Mohammed Z Rahman is a British-Bengali visual artist and writer based in London whose work explores food, migration and gender.

Mohammed Z Rahman is a British-Bengali visual artist and writer based in London whose work explores food, migration and gender.

How has your lived experience shaped your practice?
My background makes me question things wider society takes for granted. [Deep breath before multi-hyphenate identity description] I’m a working-class, class-mobile, queer, second-gen British-Bangladeshi raised in a conservative Muslim community in London. TLDR: it comes with its share of unpacking, conflict and possibility.

When researching, I’m too-often amazed at how hard you have to dig to access the histories of my people, friends and neighbours. This has shaped my practice in how communicative I try to be to counter various strands of erasure at play; for instance how my paintings are packed with allegory and references across history and geography. I’m no stoic.

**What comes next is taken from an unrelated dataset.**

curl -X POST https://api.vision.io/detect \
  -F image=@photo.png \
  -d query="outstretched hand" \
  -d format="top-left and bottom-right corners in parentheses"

When I read about the wider socio-politics of migration and gender discourse, I take on the historical detail and also feel the emotionality behind themes of displacement, empowerment, erasure and resistance. I weave wider social phenomena with my own personal narratives to convey a sense of where I and my audiences sit in relation to the wider world and history. I think making pictures carries this kind of socio-political emotionality in ways words alone would falter. 

What are some of your biggest influences and motivations in your work? What issues are you passionate about working on?
I’m influenced by artists who have a punchy graphic style and political slant, I particularly love Emory Douglas, SM Sultan and Marjane Satrapi and artists who play with narrative and subvert realism like Salman Toor and Paula Rego. I love writers like Mikhail Bulgakov and Jeanette Winterson for similar reasons.

I take an intersectional approach as it doesn’t make sense to me to silo issues like migrant rights from trans liberation, anti-islamophobia and climate justice- they all inform one another. Nor does it help to constrain history to national borders. While there is definitely a place for separatisms, I understand them as a limited solution in a hostile environment as it quickly becomes a game of defining yourself based on what you’re up against. To me, it’s more fruitful to put these topics in relation to one another to build solidarity and understanding; solidarity is a much realer threat to systems like patriarchy and White supremacy that rely on division to uphold inequality. 

Can you tell us more about your focus on objects?
My obsession with material culture as a mode of storytelling comes from my working-class migrant background and anthropological training. Workers’ tools and sentimental objects from childhood have a life of their own; they can cross borders, play roles in nurturing or terrifying us. I construct my images with a writerly logic of plot devices to evoke a sense of drama, namely an interplay between figures and objects. Objects are also the anchor point for where my surrealist style can sink its feet into social realism, they keep the audience understanding that the scenes I depict have, in some way, happened in our world.

On your website you say you aim to create work “that celebrates his communities’ internationalist dreams, disrupts violent power structures and makes peace with unspeakable chaos.” How important is re-imagination in our movement building and what role do you see art as having in this? 
Art can help us see beyond our present conditions through fantasy and through it we can imagine new worlds. Art can also depict the everyday which allows us to question our current material reality. I try to have these two functions side-by-side as they work best together and are part of the same process of world-building.

Where are you based and what excites you about the creative community around you?
I’m based in northeast London and grew up in east London which is a great place for someone like me to live because of its diversity. Its migrant communities give me constant inspiration, through the sheer possibility they present on how one can lead a life. I think living in a place like this makes me curious and emotionally invested in my neighbours which has definitely fed into my internationalist politics.